Più problematico è valutare la compatibilità tra la pena perpetua tout court e il principio di umanità. Se tale principio lo si concepisce in una accezione empirico-sociologica, come tale riferita al modo effettivo di sentire dei cittadini in un determinato momento storico, non si può allora trascurare il fatto che sondaggi effettuati ancora di recente confermano che la stragrande maggioranza della popolazione italiana (circa l’80 % degli intervistati) è a favore del mantenimento della reclusione a vita[7]. Ad una diversa conclusione si può invece pervenire se il senso del principio di umanità lo si coglie in una dimensione integrata da componenti normativo-assiologiche di matrice costituzionale trascendenti il concreto e contingente modo d’atteggiarsi del sentimento collettivo e intese, anzi, come volte a promuovere una evoluzione della sensibilità sociale rispetto al fenomeno del punire.  Così, non si è mancato di sostenere che l’ergastolo è in ogni caso lesivo del valore della dignità umana, perché – nella scia di una celebre obiezione kantiana – strumentalizza il singolo per scopi di utilità generale in chiave di prevenzione dei reati[8]; o che esso è inumano, in quanto contrasta altresì con i principi costituzionali di eguaglianza e proporzione (ad esempio la condanna all’ergastolo di un sessantenne non può essere equiparata a quella di un ventenne, e un premeditato omicidio aggravato viene sanzionato allo stesso modo di dieci omicidi)[9].

Si tratta di riserve critiche decisive? Certo è che fare esclusivo appello a interpretazioni del principio di umanità delle pene arricchite dal collegamento sistematico con altri principi di fondo della Costituzione, di per sé, non può bastare a convincere i decisori politici della bontà od opportunità di una scelta abolizionistica dell’ergastolo: piaccia o non piaccia, sul versante delle decisioni politiche conta assai di più il livello di evoluzione di fatto raggiunto dalla sensibilità collettiva, essendo irrealistico attendersi che dal circuito della rappresentanza democratica possano essere approvate riforme prive di consenso sociale diffuso.

 

3. Com’è comprensibile, la parte prevalente del libro di cui discutiamo è dedicata al tema più specifico e di recente venuto alla ribalta dell’ergastolo ostativo, che per certi aspetti ha riproposto in forma senz’altro aggravata i principali nodi problematici dell’ergastolo considerato più in generale. Più precisamente, il tema viene ripetutamente trattato in forma di commento alle ormai note decisioni della Corte Edu e della nostra Corte costituzionale: si tratta, più in particolare, di scritti incentrati sull’analisi rispettiva della sentenza europea Viola del giugno 2019 e della successiva sentenza costituzionale italiana n. 253/2019, viste nel loro rapporto di connessione ed esaminate anche alla stregua dei precedenti giurisprudenziali da cui esse prendono le mosse.  
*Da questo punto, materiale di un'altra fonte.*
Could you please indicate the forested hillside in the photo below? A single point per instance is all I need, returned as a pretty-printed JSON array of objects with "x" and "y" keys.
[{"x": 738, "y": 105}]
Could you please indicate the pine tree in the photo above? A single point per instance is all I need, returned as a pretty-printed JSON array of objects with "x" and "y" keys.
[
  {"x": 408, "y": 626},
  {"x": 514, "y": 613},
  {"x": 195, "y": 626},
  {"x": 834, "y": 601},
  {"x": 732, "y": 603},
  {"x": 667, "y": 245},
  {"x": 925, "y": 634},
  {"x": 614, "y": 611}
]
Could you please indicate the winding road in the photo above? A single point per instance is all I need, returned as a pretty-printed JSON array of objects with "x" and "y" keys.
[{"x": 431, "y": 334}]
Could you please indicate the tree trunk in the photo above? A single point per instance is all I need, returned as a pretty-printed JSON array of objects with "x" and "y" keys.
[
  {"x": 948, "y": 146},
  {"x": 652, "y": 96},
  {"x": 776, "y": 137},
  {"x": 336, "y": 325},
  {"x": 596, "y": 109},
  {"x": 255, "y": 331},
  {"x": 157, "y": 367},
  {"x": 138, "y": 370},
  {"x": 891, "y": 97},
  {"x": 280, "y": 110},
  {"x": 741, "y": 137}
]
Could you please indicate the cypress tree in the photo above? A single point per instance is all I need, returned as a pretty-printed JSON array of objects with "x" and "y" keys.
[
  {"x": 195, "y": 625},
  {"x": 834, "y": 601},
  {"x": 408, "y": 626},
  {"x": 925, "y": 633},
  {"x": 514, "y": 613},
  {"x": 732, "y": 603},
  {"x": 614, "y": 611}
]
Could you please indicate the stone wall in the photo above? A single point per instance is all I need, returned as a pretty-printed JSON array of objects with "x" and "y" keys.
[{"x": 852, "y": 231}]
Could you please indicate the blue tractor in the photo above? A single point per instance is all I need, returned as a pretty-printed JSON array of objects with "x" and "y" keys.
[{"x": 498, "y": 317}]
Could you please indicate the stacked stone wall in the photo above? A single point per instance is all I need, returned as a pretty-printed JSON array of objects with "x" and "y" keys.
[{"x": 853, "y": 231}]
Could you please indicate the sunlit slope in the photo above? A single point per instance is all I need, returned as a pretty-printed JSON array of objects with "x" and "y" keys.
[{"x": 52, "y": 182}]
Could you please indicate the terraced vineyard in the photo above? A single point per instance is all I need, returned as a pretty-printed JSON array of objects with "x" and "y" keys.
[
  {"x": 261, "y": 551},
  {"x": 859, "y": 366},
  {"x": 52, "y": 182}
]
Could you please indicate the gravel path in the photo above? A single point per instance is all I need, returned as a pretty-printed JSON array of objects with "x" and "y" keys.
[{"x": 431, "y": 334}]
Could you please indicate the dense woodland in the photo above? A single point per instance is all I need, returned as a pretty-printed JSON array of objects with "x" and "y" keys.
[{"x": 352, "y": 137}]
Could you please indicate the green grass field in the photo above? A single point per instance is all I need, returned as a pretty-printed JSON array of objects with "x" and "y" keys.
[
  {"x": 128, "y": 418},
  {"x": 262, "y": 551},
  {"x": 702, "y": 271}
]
Non potendo essere compito di un recensore procedere ad una illustrazione dettagliata del contenuto di ogni singolo contributo, mi limito a rilevare che i vari commentatori (Fiorentin, ancora una volta Dolcini, Galliani, Magi e Pugiotto) mostrano di condividere – come si desume sin dalla loro comune nota introduttiva al libro – la portata dirompente del riconoscimento giurisdizionale di quella esigenza profondamente umana, che una reclusione a vita priva di vie di uscita ragionevolmente accessibili invece inaccettabilmente rinnega: cioè quell’aspettativa esistenziale che – come abbiamo anticipato all’inizio – Cechov aveva definito  «la speranza in un futuro migliore», e che nel tempo presente la giurisprudenza sia europea che nazionale è meritoriamente giunta a elevare a oggetto di un diritto, appunto il diritto alla speranza. Ed è di notevole rilievo, culturale e simbolico, che questa prospettiva di apertura verso praticabili possibilità  di ritorno ad una vita futura in libertà (a prescindere dalla disponibilità alla collaborazione giudiziaria) abbia persino trovato ingresso nell’orizzonte mentale e nel vocabolario della stessa Corte di Cassazione, come emerge dalla ormai nota ordinanza del 3 giugno 2020 con la quale la prima Sezione ha sollevato l’eccezione di costituzionalità contro la preclusione legislativa dell’accesso alla liberazione condizionale da parte dei mafiosi condannati all’ergastolo non collaboranti con la giustizia – e ciò proprio sviluppando con coerenza premesse argomentative già contenute nelle due sopra menzionate pronunce della Corte di Strasburgo e della Consulta. Nella motivazione di tale ordinanza (riportata anch’essa nella parte documentale del libro qui recensito), leggiamo infatti: «L’esistenza (…) di preclusioni assolute all’accesso alla liberazione condizionale si risolve in un trattamento inumano e degradante, soprattutto ove si evidenzino progressi del condannato verso la rieducazione; e ciò perché, in tal modo, il detenuto viene privato del diritto alla speranza». E, in modo conseguenziale, la catena argomentativa dei giudici di legittimità prosegue con la citazione di passi della sentenza Vinter c. Regno Unito del 2013, nella quale la Corte Edu ha sostenuto che la speranza inerisce strettamente alla persona umana e una aspettativa di migliore vita futura deve essere riconosciuta anche agli individui responsabili dei crimini più odiosi.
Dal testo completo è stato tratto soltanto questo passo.